As cinco primeiras são: a questão metodológica, que do ponto de vista da teoria é uma divergência importantíssima; o contraste, também teoricamente bastante importante, entre a visão neoclássica de mercados em equilíbrio e a abordagem austríaca do processo de mercado; as questões relativas à chamada “macroeconomia”; as teorias do capital, da moeda e dos juros; e as teorias dos ciclos econômicos. Entretanto, essa “briga” da primeira parte da agenda permanente deverá ser travada à parte da economia do mundo real, a saber, nos departamentos de economia das universidades e nos demais meios acadêmicos.

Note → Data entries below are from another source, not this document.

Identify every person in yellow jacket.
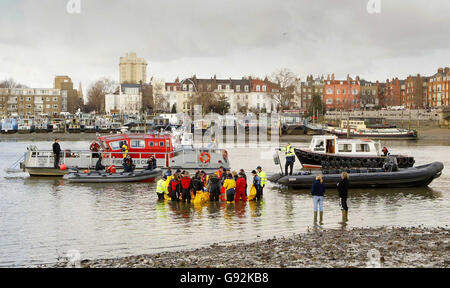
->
[156,176,169,200]
[121,141,128,158]
[256,166,267,197]
[223,174,236,203]
[281,143,295,175]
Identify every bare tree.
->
[152,80,170,112]
[189,92,219,114]
[0,78,28,88]
[87,78,119,113]
[269,68,300,111]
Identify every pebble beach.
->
[47,226,450,268]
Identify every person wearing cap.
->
[95,155,106,171]
[252,170,262,200]
[52,139,61,169]
[256,166,267,197]
[234,173,247,203]
[281,143,295,175]
[156,176,169,200]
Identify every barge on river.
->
[269,162,444,189]
[295,135,415,169]
[21,134,230,176]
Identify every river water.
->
[0,138,450,266]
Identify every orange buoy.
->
[200,152,211,163]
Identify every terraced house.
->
[324,74,361,110]
[402,74,428,109]
[0,88,67,117]
[427,67,450,107]
[360,79,380,109]
[165,75,279,114]
[300,75,324,110]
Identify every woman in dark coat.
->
[311,174,325,225]
[337,172,349,223]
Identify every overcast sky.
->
[0,0,450,89]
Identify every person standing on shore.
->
[208,174,220,202]
[252,170,262,201]
[223,173,236,203]
[337,172,349,223]
[180,171,192,203]
[169,173,181,201]
[311,174,325,225]
[52,139,61,169]
[239,169,248,196]
[234,173,247,203]
[281,143,295,176]
[256,166,267,197]
[156,176,169,200]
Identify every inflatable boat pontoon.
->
[269,162,444,188]
[63,168,161,183]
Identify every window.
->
[109,141,122,150]
[356,144,370,152]
[130,140,145,148]
[338,144,352,153]
[314,140,325,151]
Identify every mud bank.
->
[46,226,450,268]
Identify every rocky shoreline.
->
[46,226,450,268]
[0,126,450,142]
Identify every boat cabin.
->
[98,134,173,158]
[309,136,380,156]
[340,119,367,130]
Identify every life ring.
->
[222,150,228,162]
[200,152,211,163]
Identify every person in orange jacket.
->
[234,173,247,203]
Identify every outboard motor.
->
[383,156,398,172]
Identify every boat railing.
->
[25,148,229,168]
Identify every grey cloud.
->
[0,0,450,87]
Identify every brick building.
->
[402,74,428,109]
[300,75,324,110]
[165,75,279,113]
[427,67,450,107]
[0,88,67,117]
[324,74,361,110]
[360,79,380,109]
[382,78,403,107]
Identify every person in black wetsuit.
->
[145,155,156,171]
[95,155,106,171]
[208,174,222,202]
[337,172,349,223]
[52,139,61,169]
[123,155,134,172]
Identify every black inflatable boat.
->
[63,168,162,183]
[269,162,444,188]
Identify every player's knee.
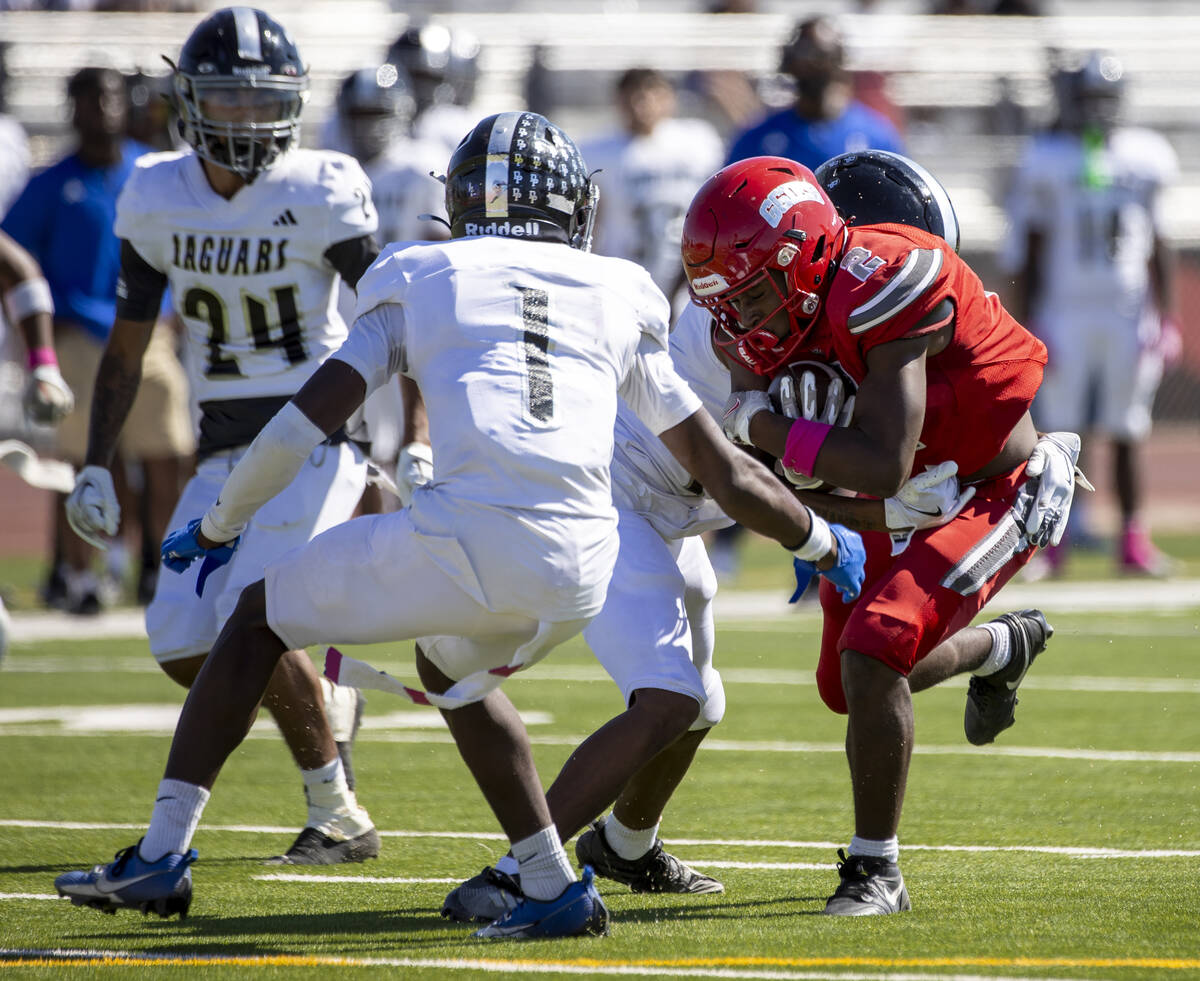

Já as três seguintes são mais importantes do ponto de vista objetivo, devendo merecer atenção maior da nossa parte. São elas: a questão das “falhas de mercado”, cuja existência os austríacos negam e que poderá resultar em menos intervenções do governo caso a visão austríaca prevaleça; a discussão, que também pode ter reflexos nas ações humanas no mundo, sobre o melhor meio que o governo deve usar para que a moeda seja “saudável”, se deve ser a regra x de Friedman para a política monetária com banco central “independente”, ou o padrão ouro, ou o free banking; e a própria necessidade da existência de bancos centrais e reservas fracionárias.
É isso. O desafio está na mesa, senhores. Vamos prosseguir encarando-o de frente, na certeza de que quem conseguiu passar do carro de boi e do fusca para o monumental cruzeiro não pode intimidar-se diante dele.